Me: Well aren’t you a ray of sunscreen.
I have been calling a guy on our street John since he and his wife moved here about five years ago.
His name is Dave.
My wife and I are sitting on the couch watching tv and I hear a text, realizing I left my phone in the kitchen, I get up, go to the kitchen to check it…
and its a text from my wife:
Please bring the chips on your way back
*loses you in a crowd*
finally
Starbucks Manager: I wish I could contact my dead grandma somehow
Me: I can put you in touch with a medium
Starbucks Manager: A what
None of the parenting books said ANYTHING about having to relearn chemistry at 10 PM.
If you love someone, set them free.
When they come back, because they will, make sure you are extremely happy with someone better looking.
[Tarot reading ends]
Reader: Remember, you’ve been warned!
Me: *looks up from phone* Oh maybe I should have been listening to that.
Thomas Jefferson’s dad’s name was Thomas Jefferdad. Really makes you think
Growing up, a lot of people had crushes on Jennifer Aniston. I just liked her as a friend.
Adam: happy Mother’s Day, Eve
Eve: it’s tomorrow
Adam: happy Mother’s Day Eve
[starts chanting in unison]
In Unison! In Unison! In Unison!
Government Official: I don’t know what he wants, all I know is I don’t like it.
When I was little I dreamed that one day my life would be just like in the movies. Maybe I should have specified what TYPE of movies.
doctor: we’ve had your results back
me: what’s it look like
doctor: a piece of paper with numbers on
me: aren’t you too old for a high chair
lifeguard: please go away
PHILOSOPHERS: We don’t know how the mind and body are connected
ME (who has a mind and a body): oh no!
Them: did I tell you about [such & such] ?
Me: Yes
(No they had not)
my body’s saying “let’s go,” but my heart is saying “a pet iguana is a huge responsibility, mark.”
I HATE when people use song lyrics as their status! It makes. me wanna SHOUT! Kick my heels back and SHOUT! Throw my arms up and SHOUT..Etc.
DID YOU KNOW: If every person on the planet lined up along the Earth’s equator, most of them would drown.
Dear Diary,
– I killed a man today.

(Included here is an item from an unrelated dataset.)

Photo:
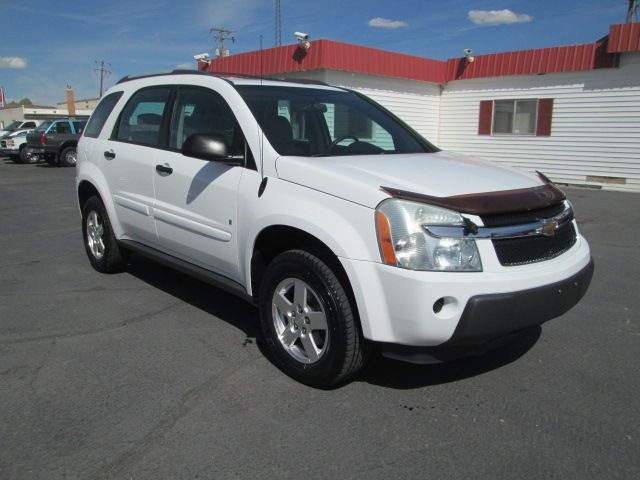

It felt AMAZING.
– Dad’s screwing his assistant.
– My sister’s PREGNANT!
– Stop reading my diary, Mom.
4yo: can you get this open for me?
Me: oomph this is kinda tough
4yo: use your claws
If I groomed really well, lost some weight, got my teeth fixed and learned how to use Photoshop I could easily be a five
dating: Of course I’ll wait until 8 to eat with you, handsome.
married: If you’re not home by 6, I’ll eat your dinner, too
No matter which town/city in America you go to, there is one guarantee, and that is the locals absolutely roasting you for pronouncing the name of their town exactly how it is f***ing spelled
A broken heart won’t kill you, but it can make you feel like dying.
My 3 moods:
1. I’m too tired for this shit
2. I’m too old for this shit
3. I’m too sober for this shit
SERGEANT: we need you to take out the sniper
ME: [stops licking ice cream cone] now?
If you get engaged and you and your partner both owns dogs do the dogs become brother and sister or are they married too?
If you haven’t tried blindfold archery you should give it a go, you don’t know what you’re missing.